La responsabilità dell’ente prescinde dalla necessità dell’accertamento dell’insidia stradale caratterizzata dalla non visibilità e non prevedibilità del pericolo, essendo sufficiente il carattere oggettivamente pericoloso della cosa demaniale
La vicenda
Si torna a discutere in materia di responsabilità del comune da cose in custodia. Questa volta, la Corte d’Appello di Bari ha condannato un comune del capoluogo pugliese a risarcire il danno subito da una donna, caduta a causa di una basola sconnessa presente sul manto stradale.
La più recente giurisprudenza in materia di responsabilità del comune per danni causati da cose in custodia, è orientata nel senso di affermare che “la collocazione del bene demaniale all’interno del perimetro urbano è elemento sintomatico della possibilità di custodia del bene, dal cui difetto di manutenzione sia derivato il danno (cfr. Cass. civ. 2006/15384)”.
“Tale ultima interpretazione è da ritenersi ormai pacifica, per cui non può più mettersi in dubbio che l’ente proprietario di una strada aperta al pubblico transito, sia responsabile, ai sensi dell’art. 2051 c.c., dei sinistri riconducibili alle situazioni di pericolo immanentemente connesse alla struttura ed alla conformazione della strada stessa e delle sue pertinenze, indipendentemente dalla loro riconducibilità a scelte discrezionali della P.A” (Cass. Civ. Sez. 3, n. 15761 del 29/07/2016).
Lo ha, di recente, ribadito la Terza Sezione Civile della Corte d’appello di Bari (n.653/2019), nell’ambito di un procedimento instaurato dalla parte danneggiata, la quale aveva dichiarato di essere inciampata mentre camminava per le vie di un comune pugliese, a causa di una basola sconnessa non visibile ai passanti.
Già in primo grado, l’ente era stato condannato a risarcire all’attrice la soma di 2.700 euro a titolo di risarcimento per le lesioni fisiche subite.
Confermata la sentenza di primo grado
La corte d’appello pugliese ha confermato la decisione impugnata, ritenendo corretta la ricostruzione della vicenda e l’inquadramento giuridico sotto la fattispecie di cui all’art. 2051 c.c.

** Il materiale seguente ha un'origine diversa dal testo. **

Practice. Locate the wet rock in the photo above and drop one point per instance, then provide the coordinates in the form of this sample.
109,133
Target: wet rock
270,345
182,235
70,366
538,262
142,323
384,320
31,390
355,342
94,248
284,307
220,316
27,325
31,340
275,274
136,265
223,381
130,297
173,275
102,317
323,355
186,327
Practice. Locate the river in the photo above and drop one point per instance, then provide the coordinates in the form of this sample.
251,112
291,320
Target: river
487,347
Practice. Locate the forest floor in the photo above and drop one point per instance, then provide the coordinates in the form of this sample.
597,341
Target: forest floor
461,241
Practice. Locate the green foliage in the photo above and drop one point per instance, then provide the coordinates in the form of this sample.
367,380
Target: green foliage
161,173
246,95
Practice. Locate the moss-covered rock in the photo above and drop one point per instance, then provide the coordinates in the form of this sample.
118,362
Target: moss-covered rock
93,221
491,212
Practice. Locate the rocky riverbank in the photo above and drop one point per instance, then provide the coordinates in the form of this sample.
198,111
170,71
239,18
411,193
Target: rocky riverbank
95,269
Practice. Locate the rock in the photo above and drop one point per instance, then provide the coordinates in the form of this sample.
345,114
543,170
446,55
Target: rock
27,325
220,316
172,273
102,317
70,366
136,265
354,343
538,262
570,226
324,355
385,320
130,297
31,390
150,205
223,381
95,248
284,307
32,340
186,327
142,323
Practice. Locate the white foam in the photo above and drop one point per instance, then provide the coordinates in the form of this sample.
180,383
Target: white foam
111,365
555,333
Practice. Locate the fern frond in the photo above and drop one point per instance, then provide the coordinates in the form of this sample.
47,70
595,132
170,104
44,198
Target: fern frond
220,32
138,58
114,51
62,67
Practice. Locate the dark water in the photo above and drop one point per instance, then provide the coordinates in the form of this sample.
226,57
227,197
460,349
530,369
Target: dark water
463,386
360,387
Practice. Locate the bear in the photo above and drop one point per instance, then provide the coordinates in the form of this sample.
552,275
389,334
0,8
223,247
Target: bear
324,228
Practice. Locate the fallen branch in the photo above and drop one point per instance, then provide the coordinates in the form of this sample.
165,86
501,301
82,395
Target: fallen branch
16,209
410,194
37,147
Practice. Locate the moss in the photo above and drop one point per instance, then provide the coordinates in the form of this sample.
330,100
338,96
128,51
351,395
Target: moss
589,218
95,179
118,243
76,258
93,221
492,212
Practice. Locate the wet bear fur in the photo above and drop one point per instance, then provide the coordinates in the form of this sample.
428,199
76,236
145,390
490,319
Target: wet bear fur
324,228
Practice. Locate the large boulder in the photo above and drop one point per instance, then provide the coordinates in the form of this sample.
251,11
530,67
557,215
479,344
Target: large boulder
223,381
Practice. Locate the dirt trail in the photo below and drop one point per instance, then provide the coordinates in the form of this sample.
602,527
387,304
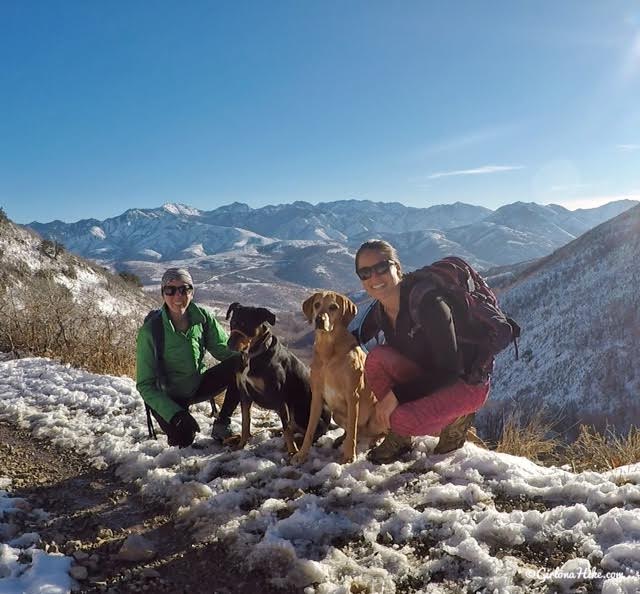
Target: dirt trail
93,512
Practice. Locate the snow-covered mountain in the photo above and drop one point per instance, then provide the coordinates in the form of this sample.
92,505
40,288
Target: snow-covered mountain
299,245
27,264
580,313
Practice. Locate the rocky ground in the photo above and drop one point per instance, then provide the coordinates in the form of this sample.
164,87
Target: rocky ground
120,542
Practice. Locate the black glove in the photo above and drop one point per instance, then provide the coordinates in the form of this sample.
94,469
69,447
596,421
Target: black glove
239,362
184,428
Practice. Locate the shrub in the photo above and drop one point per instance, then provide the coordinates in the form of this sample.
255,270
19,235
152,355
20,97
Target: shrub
593,450
52,249
534,439
46,322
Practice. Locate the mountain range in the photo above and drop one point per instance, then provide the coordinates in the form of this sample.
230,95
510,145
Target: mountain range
580,313
275,253
579,305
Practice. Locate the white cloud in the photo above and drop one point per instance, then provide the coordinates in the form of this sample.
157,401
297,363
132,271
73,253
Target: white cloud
477,171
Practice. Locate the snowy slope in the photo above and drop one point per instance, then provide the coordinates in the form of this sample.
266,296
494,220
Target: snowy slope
580,313
472,520
23,264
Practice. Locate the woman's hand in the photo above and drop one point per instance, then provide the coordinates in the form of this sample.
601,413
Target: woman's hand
384,408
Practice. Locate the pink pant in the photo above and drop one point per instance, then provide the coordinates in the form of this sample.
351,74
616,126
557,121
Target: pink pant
385,367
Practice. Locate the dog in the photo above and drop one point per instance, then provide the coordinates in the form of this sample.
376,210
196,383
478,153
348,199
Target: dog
273,377
337,374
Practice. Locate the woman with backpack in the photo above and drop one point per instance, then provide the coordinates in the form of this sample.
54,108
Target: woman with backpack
417,369
170,371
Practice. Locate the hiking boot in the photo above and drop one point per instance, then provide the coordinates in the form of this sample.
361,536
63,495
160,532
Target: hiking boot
392,447
453,436
221,429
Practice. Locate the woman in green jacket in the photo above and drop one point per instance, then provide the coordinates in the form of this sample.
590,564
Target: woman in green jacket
177,378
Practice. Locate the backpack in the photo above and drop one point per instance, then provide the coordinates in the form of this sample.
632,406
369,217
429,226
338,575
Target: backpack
157,335
481,327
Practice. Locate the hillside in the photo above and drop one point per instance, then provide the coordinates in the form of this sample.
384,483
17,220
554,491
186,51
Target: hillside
272,255
580,313
57,304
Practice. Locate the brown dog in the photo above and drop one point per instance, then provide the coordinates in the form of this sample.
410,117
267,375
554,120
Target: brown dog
337,374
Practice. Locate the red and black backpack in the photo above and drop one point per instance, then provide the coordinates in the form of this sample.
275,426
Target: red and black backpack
481,326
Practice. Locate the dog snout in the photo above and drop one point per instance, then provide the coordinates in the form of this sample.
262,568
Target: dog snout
237,341
322,322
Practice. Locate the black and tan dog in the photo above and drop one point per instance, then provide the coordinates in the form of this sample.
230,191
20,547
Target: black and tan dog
274,378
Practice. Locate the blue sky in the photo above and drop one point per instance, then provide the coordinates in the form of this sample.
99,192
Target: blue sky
106,106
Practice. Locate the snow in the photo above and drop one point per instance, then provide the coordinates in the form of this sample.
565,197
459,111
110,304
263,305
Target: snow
471,519
24,568
98,232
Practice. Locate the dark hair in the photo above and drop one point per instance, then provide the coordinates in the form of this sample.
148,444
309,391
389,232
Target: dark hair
382,247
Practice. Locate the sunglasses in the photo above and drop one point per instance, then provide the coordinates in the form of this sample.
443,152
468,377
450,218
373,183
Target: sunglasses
171,291
379,268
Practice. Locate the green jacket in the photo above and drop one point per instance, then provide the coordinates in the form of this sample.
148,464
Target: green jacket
182,354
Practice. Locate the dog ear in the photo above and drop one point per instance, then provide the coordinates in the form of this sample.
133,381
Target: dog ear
307,307
349,310
267,316
235,305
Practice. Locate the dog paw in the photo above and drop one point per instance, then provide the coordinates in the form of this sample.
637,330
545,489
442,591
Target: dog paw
235,442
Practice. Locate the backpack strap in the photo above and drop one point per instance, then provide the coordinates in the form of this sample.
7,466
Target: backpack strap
157,340
157,334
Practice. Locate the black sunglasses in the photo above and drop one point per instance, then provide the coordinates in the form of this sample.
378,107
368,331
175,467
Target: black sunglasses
381,267
171,291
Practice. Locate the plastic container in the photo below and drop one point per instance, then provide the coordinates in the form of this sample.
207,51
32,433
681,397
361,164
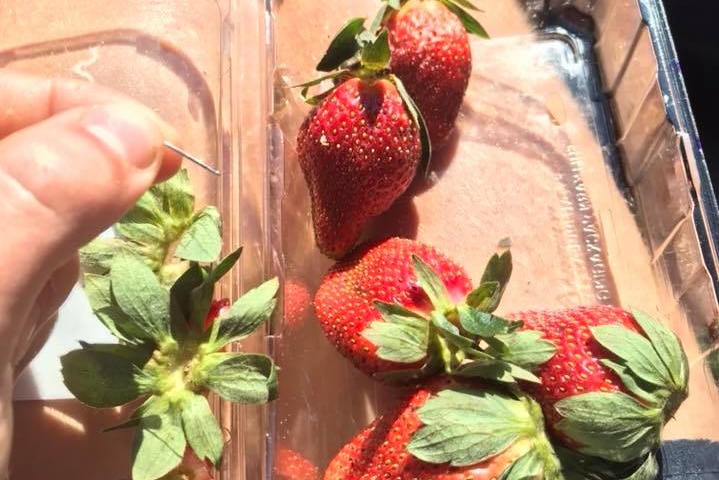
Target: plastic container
576,141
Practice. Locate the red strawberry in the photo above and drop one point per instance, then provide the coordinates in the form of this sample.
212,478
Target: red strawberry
431,55
290,465
296,300
358,150
217,307
379,271
629,359
385,450
190,468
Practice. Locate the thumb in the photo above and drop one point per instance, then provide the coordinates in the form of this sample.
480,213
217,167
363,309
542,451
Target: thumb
68,178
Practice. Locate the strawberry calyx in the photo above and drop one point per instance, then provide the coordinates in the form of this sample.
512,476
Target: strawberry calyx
171,335
462,339
653,368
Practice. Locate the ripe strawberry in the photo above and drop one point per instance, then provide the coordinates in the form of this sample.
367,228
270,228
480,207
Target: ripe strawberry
431,55
380,271
290,465
387,449
608,362
190,468
358,150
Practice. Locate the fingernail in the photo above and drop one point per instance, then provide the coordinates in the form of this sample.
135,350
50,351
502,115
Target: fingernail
129,132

Ai fini del risarcimento del danno – si legge nella sentenza in commento – «è sufficiente che l’attore provi la sussistenza del nesso causale tra l’evento dannoso e la cosa, senza che rilevino la condotta del custode e l’osservanza o meno di un obbligo di vigilanza, per cui tale tipo di responsabilità è esclusa solo dal caso fortuito, fattore che attiene non già ad un comportamento del responsabile, bensì al profilo causale dell’evento, riconducibile non alla cosa che ne è fonte immediata, ma ad un elemento esterno, che rechi, a sua volta, i caratteri dell’oggettiva imprevedibilità ed inevitabilità e che può essere costituito anche dal fatto del terzo o dello stesso danneggiato».
Nel caso di specie, l’attrice aveva assolto l’onere probatorio su di essa gravante, avendo dimostrato l’evento dannoso ed il nesso di causalità tra il primo e il tratto di strada in custodia dell’ente convenuto.
Peraltro, la dinamica dell’incidente era stata confermata da diversi testimoni, disinteressati in fatto, alla posizione della ricorrente.
Parimenti, corretta era stata la diretta riconducibilità della caduta all’anomalia del tratto di strada comunale.
Del resto, «la responsabilità dell’ente, ai sensi dell’art. 2051 c.c., prescinde dalla necessità dell’accertamento dell’insidia stradale caratterizzata dalla non visibilità e non prevedibilità del pericolo essendo sufficiente che emerga il carattere oggettivamente pericoloso della cosa demaniale».
Per tutti questi motivi, la Corte d’appello di Bari ha confermato il risarcimento in favore della parte lesa.